Aksara represents actors through a centralized Principal object:

  • Anonymous users
  • Authenticated users
  • AI agents
  • MCP agents
  • System tasks

Principal records user identity, tenant identity, roles, scopes, auth method, agent ownership, token ID, expiration, and additional metadata.

Auth Methods

The security model represents these auth methods:

  • anonymous
  • session
  • jwt
  • api_key
  • mcp_token
  • ai_agent
  • system

Generated REST endpoints also use Aksara's permission classes, including AllowAny, IsAuthenticated, IsAdminUser, IsActiveUser, IsOwnerOrReadOnly, and DenyAI.

Studio

Studio should not be exposed in production unless intentionally configured. studio_expose_in_production=False and studio_require_auth=True are the safe defaults. If Studio is exposed, it must require authentication and use a strong auth token.

MCP Credentials

MCP agents are represented as AI-agent principals with auth_method="mcp_token". MCP credential helpers support:

  • Scope checks with require_scope(), require_any_scope(), and require_all_scopes()
  • Audience checks with require_mcp_audience()
  • Tenant binding with require_mcp_tenant()
  • Expiration parsing through MCPCredentialClaims
  • Token ID metadata through token_id or jti
  • Claim normalization through principal_from_mcp_claims()

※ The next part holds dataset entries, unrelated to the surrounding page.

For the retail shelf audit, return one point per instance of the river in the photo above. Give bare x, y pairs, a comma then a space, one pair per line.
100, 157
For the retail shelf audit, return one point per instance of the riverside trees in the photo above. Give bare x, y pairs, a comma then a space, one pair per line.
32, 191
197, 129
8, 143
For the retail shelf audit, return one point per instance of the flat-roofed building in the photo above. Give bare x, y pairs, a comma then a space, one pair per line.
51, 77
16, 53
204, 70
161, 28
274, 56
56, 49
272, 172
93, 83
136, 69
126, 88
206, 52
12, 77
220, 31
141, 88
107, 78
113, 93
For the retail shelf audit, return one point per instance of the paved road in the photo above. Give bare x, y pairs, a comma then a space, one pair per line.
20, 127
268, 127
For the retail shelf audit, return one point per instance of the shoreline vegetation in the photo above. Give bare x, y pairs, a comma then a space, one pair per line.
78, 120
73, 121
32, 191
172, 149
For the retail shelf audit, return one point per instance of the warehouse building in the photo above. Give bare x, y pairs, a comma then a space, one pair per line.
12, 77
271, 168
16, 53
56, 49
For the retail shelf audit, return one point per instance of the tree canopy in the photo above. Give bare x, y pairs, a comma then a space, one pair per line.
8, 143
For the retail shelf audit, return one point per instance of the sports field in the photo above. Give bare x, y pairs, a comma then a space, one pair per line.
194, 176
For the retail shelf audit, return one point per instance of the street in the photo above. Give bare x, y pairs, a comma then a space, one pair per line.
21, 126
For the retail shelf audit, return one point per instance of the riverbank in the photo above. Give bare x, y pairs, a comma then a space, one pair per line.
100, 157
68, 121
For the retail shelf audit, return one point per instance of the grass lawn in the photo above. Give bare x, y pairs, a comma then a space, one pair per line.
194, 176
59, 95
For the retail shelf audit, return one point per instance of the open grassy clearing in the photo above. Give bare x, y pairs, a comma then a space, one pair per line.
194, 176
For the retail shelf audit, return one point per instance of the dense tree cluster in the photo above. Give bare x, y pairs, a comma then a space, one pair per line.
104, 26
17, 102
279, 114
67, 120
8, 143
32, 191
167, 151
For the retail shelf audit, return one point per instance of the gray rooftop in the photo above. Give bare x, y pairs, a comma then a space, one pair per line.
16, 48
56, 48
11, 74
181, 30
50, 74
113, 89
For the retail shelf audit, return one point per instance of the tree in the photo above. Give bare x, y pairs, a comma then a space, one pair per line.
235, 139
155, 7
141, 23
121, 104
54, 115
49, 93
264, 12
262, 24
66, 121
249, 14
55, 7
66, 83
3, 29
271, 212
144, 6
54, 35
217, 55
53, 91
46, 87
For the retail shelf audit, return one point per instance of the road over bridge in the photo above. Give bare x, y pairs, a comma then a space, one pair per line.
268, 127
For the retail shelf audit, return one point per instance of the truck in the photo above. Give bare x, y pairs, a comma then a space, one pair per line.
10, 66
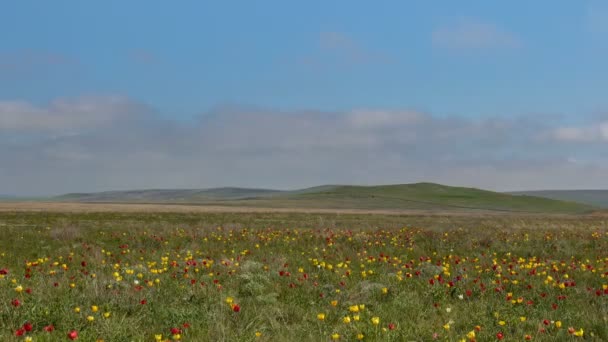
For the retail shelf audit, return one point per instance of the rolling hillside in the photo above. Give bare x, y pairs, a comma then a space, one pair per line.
598, 198
423, 196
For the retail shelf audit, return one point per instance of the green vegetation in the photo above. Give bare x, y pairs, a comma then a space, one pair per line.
597, 198
423, 196
302, 277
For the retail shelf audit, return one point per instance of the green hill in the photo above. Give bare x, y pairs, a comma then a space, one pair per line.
598, 198
422, 196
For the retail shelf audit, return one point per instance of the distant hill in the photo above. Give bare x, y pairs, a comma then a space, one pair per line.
169, 195
424, 196
598, 198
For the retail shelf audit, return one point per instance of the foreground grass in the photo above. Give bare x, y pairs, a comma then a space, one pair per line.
294, 277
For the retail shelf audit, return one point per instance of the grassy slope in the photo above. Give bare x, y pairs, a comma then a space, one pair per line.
427, 196
430, 196
597, 198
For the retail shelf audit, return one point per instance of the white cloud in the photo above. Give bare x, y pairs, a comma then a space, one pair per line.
597, 132
117, 143
65, 115
473, 35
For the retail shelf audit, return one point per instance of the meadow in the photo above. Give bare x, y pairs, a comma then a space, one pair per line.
302, 277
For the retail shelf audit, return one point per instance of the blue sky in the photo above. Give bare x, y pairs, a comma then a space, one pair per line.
72, 72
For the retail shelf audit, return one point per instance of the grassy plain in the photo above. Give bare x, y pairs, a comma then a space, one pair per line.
284, 276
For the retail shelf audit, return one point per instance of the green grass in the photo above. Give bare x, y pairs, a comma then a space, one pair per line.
422, 196
598, 198
334, 261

PolicyEngine.can() also accepts required_scopes, required_audience, and tenant_required context for authorization decisions.

Tenant Context

Raw tenant headers are not authoritative. Tenant identity should be established by trusted middleware or server-side context, such as request.state.tenant_id or a trusted request attribute.

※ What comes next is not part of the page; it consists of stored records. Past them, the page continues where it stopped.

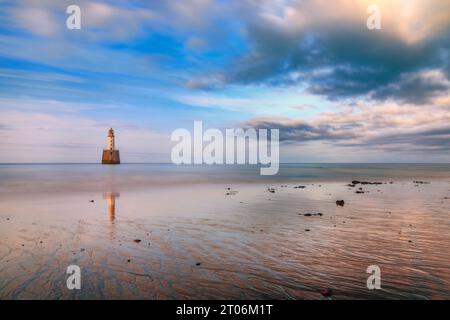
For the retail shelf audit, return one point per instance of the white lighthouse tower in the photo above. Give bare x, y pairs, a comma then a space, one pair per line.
111, 155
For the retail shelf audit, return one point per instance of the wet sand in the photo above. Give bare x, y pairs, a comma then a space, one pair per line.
217, 240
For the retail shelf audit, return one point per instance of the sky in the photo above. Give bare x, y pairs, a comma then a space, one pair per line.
337, 91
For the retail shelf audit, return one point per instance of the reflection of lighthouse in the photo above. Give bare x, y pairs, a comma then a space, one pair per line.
110, 155
111, 199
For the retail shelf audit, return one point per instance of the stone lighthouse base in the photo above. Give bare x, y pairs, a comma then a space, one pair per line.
110, 157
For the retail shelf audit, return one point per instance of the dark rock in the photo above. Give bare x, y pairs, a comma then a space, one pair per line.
340, 203
327, 292
310, 214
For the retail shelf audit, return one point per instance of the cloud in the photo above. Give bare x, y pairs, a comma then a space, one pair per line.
388, 127
328, 49
31, 132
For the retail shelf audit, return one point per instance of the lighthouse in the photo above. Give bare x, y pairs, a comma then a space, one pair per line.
110, 155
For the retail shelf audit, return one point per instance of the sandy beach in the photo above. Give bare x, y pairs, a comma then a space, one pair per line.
211, 238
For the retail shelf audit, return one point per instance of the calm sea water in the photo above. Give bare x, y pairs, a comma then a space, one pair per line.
219, 232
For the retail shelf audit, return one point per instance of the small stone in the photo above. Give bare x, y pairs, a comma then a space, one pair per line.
327, 292
340, 203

Tenant-required operations fail closed when tenant context is missing for non-system principals. System principals should use explicit trusted tenant context for tenant-scoped work.

Known Limitations

  • Replay protection storage is not implemented by the core credential helpers.
  • Scoped and audience-bound token issuance is not a complete core issuance system; applications should issue and rotate credentials carefully.
  • Release-security gates are still being finalized before any production-mode claim.